Yes they are designed to absorb pulsations from your compressor.
No, if you eliminate them, it will allow your lines to vibrate severely and shorten their life.
If you fix the leaks, your system will run much more reliably with R-12. R-12 is still available. No, you can’t buy it at Wal-Mart, but it is still available and it’s the most reliable refrigerant you can use. I use it in my classic vehicles because it works better and I don’t have to worry about a burnout.
Retrofits are a crap shoot. The question is not if you will run into a burnout, it’s when will you run into a burnout.
609 MVAC tech
I want to thank you all for your comments. You all have given me some good food for thought. I like the fact about keeping my 1977 B300 van’s R-12 AC system as designed and will give it some additonal consideration. I am torn though. I like the fact that I can work the entire R-134 conversion myself including the recharge. Although I can do most of the work on an R-12 repair myself, the price of getting a full R-12 charge is out of sight!
Aside from the bad hoses, the other reason I need to open the AC system is to properly repair the fan/evaporator housing. Apparently, sometime during the van’s 30 year lifetime, the condensate drain got clogged, water pooled in the housing and rusted out a good portion of the bottom and side sending most of the hot/cold air into the engine compartment (not very efficient). Since I am that far in the system, I even considered replacing the evaporator coil while I am at it.
Anyway, based on reading some of the posts below I have two additional questions:
Some of you suggested (when renewing my AC hoses) to flush out and reuse my existing in-line mufflers. If I find that they are full of rust (meaning the baffles inside are gone) would anyone know of a company that sells new ones?
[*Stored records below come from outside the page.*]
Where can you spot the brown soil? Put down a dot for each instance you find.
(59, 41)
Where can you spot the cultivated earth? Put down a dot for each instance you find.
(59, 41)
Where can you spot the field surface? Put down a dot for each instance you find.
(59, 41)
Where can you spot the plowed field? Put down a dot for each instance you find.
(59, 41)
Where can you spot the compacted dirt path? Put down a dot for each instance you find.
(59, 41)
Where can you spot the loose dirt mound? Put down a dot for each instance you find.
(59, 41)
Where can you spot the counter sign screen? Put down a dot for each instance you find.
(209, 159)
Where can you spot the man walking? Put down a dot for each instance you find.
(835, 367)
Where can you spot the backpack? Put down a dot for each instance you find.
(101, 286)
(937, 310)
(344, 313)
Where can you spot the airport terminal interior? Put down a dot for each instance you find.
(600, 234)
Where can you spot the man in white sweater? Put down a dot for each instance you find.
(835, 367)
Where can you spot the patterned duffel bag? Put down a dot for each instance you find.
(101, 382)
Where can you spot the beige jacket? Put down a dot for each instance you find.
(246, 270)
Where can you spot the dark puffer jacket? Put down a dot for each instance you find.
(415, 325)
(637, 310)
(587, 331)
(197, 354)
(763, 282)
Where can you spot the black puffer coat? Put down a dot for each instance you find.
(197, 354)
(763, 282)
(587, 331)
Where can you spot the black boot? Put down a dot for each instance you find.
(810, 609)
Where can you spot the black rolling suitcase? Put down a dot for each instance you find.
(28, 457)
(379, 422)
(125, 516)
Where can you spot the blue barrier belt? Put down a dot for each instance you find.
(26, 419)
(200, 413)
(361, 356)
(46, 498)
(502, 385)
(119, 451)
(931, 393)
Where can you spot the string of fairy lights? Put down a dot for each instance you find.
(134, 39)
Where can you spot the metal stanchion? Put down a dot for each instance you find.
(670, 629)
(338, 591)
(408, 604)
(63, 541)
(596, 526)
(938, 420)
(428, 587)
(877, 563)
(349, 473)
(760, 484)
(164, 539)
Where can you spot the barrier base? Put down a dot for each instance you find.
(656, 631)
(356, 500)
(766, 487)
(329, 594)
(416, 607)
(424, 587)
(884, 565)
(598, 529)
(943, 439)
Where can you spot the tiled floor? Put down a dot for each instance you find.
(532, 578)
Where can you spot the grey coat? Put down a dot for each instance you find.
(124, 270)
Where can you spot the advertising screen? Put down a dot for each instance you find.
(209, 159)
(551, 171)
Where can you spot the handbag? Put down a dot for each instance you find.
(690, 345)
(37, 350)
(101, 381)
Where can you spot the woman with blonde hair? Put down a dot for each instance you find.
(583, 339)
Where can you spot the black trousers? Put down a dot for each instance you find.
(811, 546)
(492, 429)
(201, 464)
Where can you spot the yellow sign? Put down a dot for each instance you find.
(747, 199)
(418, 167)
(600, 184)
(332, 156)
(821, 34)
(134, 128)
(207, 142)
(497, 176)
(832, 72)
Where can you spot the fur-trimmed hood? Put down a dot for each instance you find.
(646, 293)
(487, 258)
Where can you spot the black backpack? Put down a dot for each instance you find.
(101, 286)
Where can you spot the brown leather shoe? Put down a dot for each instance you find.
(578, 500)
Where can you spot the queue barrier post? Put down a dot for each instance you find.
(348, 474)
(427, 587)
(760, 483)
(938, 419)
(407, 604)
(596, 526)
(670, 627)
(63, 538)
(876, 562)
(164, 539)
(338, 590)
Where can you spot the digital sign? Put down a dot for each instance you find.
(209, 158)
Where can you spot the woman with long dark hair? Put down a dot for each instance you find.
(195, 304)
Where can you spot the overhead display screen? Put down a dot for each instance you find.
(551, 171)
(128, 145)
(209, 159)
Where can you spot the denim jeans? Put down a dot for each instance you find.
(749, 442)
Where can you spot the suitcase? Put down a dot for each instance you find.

If I went the R-134 conversion route, several of you agreed that a system flush should be performed and the drier/reciever and orifice should be replaced. Would I also need to change out the pressure switch and thermoexpansion valve?
Thanks for your help,
If the system is operational, there should be no rust in the mufflers because there’s no air/moisture in the system., and the refrigerant oil coats the inside of the mufflers.
Anytime a conversion from R12 to R134a is performed, the system must be flushed to remove the minerial oil used in the R12 system.
Replace the reciever/drier because the desiccant material in the R12 component is not compatible with R134a.
The system will have either an orifice tube or an expansion valve. Not both. If it has an orifice tube replace it with a variable orifice tube. If it has an expansion valve it’s a good idea to replace it while the system is apart. Doing either of these will insure you get the best performance from the AC system after the conversion.
No pressure switches need to be replaced.
Aproached another way, have you considered what you would gain buy moving into a vehicle that was R134A equipped when new?
For me a repair/conversion such as this puts the vehicle in the “time to retire” catagory (others may differ, I acknowledge their viewpoint).
My rule with functioning R12 systems is keep it charged until a component failure happens.
What price have you been quoted by a shop to simply bring the charge level up to spec.? Are we really dealing with a system that has a leak greater than allowed when the system was designed?
I do see that you need some evaporator housing repair, another reason to move on to a different vehicle as I believe it would be hard to find a buyer that would part with over $200.00 in cash for your 1977 Dodge van.